Just her. My supposed best friend.
The closest thing I have—have ever had—to a sister.
I close my eyes and feign sleep, as if Caro can see through the peephole, and eventually, when I hear footsteps retreating into the distance, I feel my breathing shakily resume.
I shift onto my stomach and prop myself up on my elbows, staring out the window, at a glistening pool that has now eclipsed the trees. My eyes focus, and I realize it’s not a pool, it’s inky sea. We’re crossing south toward Cinque Terre, a place I’ve long had on my vision board. Somewhere I always dreamed of going, when I had the elusive time and money. I should sleep so I can enjoy it tomorrow.
Try to enjoy this once-in-a-lifetime trip.

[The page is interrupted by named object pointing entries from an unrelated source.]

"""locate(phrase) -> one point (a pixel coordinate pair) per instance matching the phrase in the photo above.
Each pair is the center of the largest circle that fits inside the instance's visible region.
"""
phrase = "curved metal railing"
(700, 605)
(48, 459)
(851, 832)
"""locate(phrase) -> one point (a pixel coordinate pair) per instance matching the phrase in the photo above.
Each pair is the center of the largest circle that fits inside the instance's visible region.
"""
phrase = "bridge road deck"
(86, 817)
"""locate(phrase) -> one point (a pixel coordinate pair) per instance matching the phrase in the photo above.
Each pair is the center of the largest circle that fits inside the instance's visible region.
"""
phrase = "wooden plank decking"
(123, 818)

But I’m not tired. I’m so not tired. I need a distraction. Something for my brain to do, other than ruminate on Caro stealing from my brother, and Nate potentially wanting me back, and Max champing at the bit to know why I’m mad at him—to ruminate on the reason why I am mad at him.
I suppose I could watch TV. I could—My ankle nudges against a hard edge. Oh. Ginevra’s book.
The Cabin on the Lake.
I could suck it up and read the book about me. See what Ginevra’s created out of my life and the lives of those closest to me. I recall Max, Caro, and Nate on the train, when Gabriele gave us the books. They all looked sort of… anxious, didn’t they? I wonder why.
Well, buckle up, Rory. You can’t avoid this.I take a deep breath and crack open the book.